Banks, financial Institutions, government, and healthcare have the biggest potential security risks. All these institutions are attacked by both professional criminals and hostile governments. Banks likely have the greatest number of threats because they can be used as a source for funds to cripple an economy or create dissatisfaction with a government.
While IBM security is used heavily in each of these vertical markets, banking is by far the deepest penetrated, largely because IBM’s relationship with banks goes back decades. Banks don’t like change, and they are aggressive users of IBM’s mainframe technology which is arguably the most secure in the segment and historically favored for data entry.
Let’s talk about why IBM is favored by companies that take security very seriously.
History
I joined IBM back in the mid-1980s when IBM stood out as almost rabid in its security focus. This wasn’t just a focus on supplying technology either but in using it themselves. Given IBM’s dominance at the time in the technology market, it often dealt with attacks by governments and foreign companies wanting to better understand IBM technology so they could reverse engineer it. I was aware of two instances where foreign firms had attempted to steal confidential information about future products and got caught doing so with the penalty of being largely forced out of IBM’s related market segments.
Unlike most tech companies that came up during the last part of last century and first part of this century who seemed to think security was someone else’s problem or connected to a bunch of practices they thought invasive and stupid, IBM has always thought security instrumental to its product offerings. This long history of successful and comprehensive security efforts has been particularly attractive to IBM’s banking customers, who are dealing with theft and fraud attempts in significant numbers.
End-to-end
In recent years, while IBM has led in both interoperability and Open Source, historically, it was more of a walled garden, and security, which tends to favor that model, still seems to use it. The reason why you don’t want a lot of third parties supplying your security solution is that every one of those parties is a potential security threat. If you can have one trusted vendor with an end-to-end security solution, it should be far more secure than a bunch of vendors working together to do the same thing. Because the more people and companies you have on a project, the more likely it is that one of their employees will become a security problem.

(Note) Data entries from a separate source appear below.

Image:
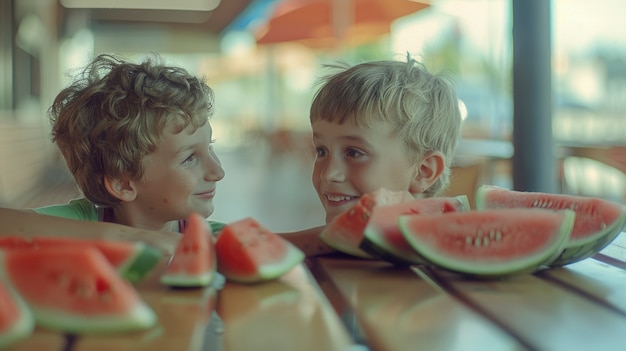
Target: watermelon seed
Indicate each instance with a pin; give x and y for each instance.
(105, 297)
(477, 242)
(83, 291)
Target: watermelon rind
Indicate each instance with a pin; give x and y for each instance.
(374, 243)
(188, 280)
(587, 247)
(347, 249)
(486, 269)
(137, 316)
(575, 249)
(141, 317)
(267, 272)
(140, 263)
(24, 326)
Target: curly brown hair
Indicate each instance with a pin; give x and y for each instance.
(115, 112)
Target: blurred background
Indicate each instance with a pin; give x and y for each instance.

If a vendor is secure and trustworthy, using that single vendor solution is likely always better than a multi-vendor approach because it reduces the number of people and companies that could make a mistake that would cause a breach. This doesn’t mean that IBM won’t work with third parties, only that it doesn’t have to. IBM is a tool aggregator and often buys the companies providing a tool it particularly likes.

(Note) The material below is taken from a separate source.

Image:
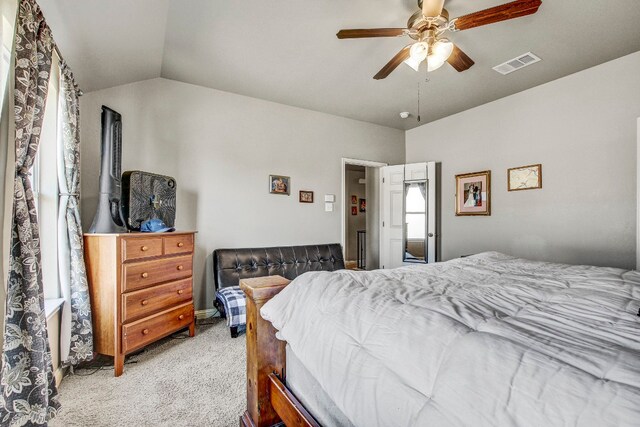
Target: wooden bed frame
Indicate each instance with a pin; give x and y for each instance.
(269, 401)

Part of IBM’s solution is a single pane of glass user interface that encompasses it. The toolset is comprehensive and includes everything a company needs to monitor, identify, mitigate, and address a security exposure, ranging from employee misbehavior to malware. And IBM is global, so its solutions work particularly well for multinationals. IBM’s early adoption of AI has resulted in solutions that are increasingly automated, which lowers the load on understaffed and overworked security departments.
IBM seems to naturally get what most technology-based security firms forget, which is that physical security and data security are related and need to be linked to be effective.
Finally, IBM’s unique secure cloud allows companies to have a multi-cloud hybrid security platform that encompasses all their needs and matches their cost-optimized use of these various cloud and on-premises corporate infrastructure deployments. And banks, as you would expect, love to save money.
Wrapping up
IBM may be the only company that has a secure, multi-national, multi-cloud, hybrid approach to security and that uses its own technology aggressively (which wasn’t always the case). IBM claims to have reduced its own data center costs by up to 90% by using this same level of flexibility that is used by an increasing number of its clients.
In short, IBM is favored in the financial industry because it is simply better at addressing both the threats and breadth of solutions that industry needs to not only feel secure but to be secure.